US President Joe Biden's sweeping vaccine mandate is running into ever more resistance from Republicans and other critics, including those who say the more aggressive approach from the White House could harden attitudes against COVID-19 vaccinations.

Asa Hutchinson, the Republican governor of Arkansas, said on NBC's Meet the Press on Sunday that the president's order to make the vaccinations or weekly negative tests compulsory for businesses with more than 100 employees was "an unprecedented assumption of federal mandate authority".

Other Republican governors, including Ron DeSantis of Florida and Greg Abbott of Texas, have threatened to sue the federal government, arguing that the Democratic president was acting outside the US Constitution when he imposed the mandate.

On Thursday, Biden announced a policy that mandates vaccinations for federal employees, with no option for regular testing, in addition to the same requirement for businesses with at least 100 workers. Staff at healthcare facilities that get government funding also have to be fully vaccinated.

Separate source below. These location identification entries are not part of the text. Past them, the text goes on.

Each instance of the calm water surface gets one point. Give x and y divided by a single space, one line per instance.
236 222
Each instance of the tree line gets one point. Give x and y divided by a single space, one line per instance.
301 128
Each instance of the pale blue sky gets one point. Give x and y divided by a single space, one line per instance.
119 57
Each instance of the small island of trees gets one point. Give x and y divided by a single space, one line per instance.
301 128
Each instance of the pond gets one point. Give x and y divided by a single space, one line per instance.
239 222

Perhaps a key reason for the stiffening resistance to the mandates-aside from their impact on about 100 million more US citizens-is the hectoring tone that Biden took in an address in which he said he would get obstructionist state governors "out of the way".

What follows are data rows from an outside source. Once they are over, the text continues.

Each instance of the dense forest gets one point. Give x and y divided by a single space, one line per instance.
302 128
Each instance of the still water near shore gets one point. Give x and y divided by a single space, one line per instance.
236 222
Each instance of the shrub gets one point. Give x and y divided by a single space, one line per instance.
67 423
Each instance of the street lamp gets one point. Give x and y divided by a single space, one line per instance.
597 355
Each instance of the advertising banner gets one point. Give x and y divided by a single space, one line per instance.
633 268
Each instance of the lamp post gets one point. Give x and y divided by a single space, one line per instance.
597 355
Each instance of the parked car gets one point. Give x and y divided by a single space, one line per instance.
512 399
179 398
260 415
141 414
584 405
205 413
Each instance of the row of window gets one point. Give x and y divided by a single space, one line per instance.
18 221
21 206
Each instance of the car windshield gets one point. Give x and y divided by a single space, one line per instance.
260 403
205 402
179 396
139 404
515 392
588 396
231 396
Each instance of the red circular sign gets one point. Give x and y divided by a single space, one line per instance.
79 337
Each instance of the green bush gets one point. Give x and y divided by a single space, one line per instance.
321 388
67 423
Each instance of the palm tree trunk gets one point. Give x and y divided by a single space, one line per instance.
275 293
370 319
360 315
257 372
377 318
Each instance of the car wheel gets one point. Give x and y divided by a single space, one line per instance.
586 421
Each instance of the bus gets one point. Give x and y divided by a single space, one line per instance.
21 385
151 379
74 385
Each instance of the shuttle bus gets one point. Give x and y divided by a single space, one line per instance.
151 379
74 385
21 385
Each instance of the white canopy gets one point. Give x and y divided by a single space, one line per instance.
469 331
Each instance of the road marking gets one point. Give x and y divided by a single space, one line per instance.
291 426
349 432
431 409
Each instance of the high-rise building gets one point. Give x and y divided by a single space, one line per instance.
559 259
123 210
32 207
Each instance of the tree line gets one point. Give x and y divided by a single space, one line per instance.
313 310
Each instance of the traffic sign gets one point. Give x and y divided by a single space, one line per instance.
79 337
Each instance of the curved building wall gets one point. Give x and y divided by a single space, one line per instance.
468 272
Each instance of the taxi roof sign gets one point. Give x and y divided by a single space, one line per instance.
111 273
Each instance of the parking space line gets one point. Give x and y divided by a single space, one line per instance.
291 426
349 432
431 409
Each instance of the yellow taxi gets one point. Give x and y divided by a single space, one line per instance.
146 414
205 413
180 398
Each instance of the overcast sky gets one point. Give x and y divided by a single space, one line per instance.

"If those governors won't help us beat the pandemic, I'll use my power as president to get them out of the way," he said.

Biden's defiant stance came amid declining approval ratings, mostly driven by the chaotic withdrawal and wind-down of the 20-year US military presence in Afghanistan, capped by the deaths of 13 US service members in a suicide bombing at Kabul's airport on Aug 26.

As of Sunday, there were nearly 41 million coronavirus cases in the US since March 2020, when the pandemic began in earnest, according to the Johns Hopkins Coronavirus Resource Center. The number of COVID-19 deaths is approaching 660,000. The country's infections and fatalities are the highest in the world and have risen over the past few months, with the contagious Delta variant cited as the main reason.

The rising numbers have heightened concerns about the safety of schools.

Safety of schools

New York City's public schools, with about 1.1 million students, were returning to providing full-time in-person learning on Monday after the pandemic forced children to learn remotely.

All systems are go for a safe reopening, according to Mayor Bill de Blasio. "This is going to be one of those game-changer days, one of these days that we'll remember when we turn the corner on COVID," he said last week.

The return to school comes as the Delta variant accounts for 98 percent of positive COVID-19 samples tested in New York, according to the city.

New York Governor Kathy Hochul has directed the state's Health Department to institute a universal mask requirement in all schools.

But District Council 37, the city's largest public-employee union, with 125,000 members and 50,000 retirees, filed an unfair labor practices complaint on Aug 23 against the city over the mandate.

Belinda Robinson in New York contributed to this story.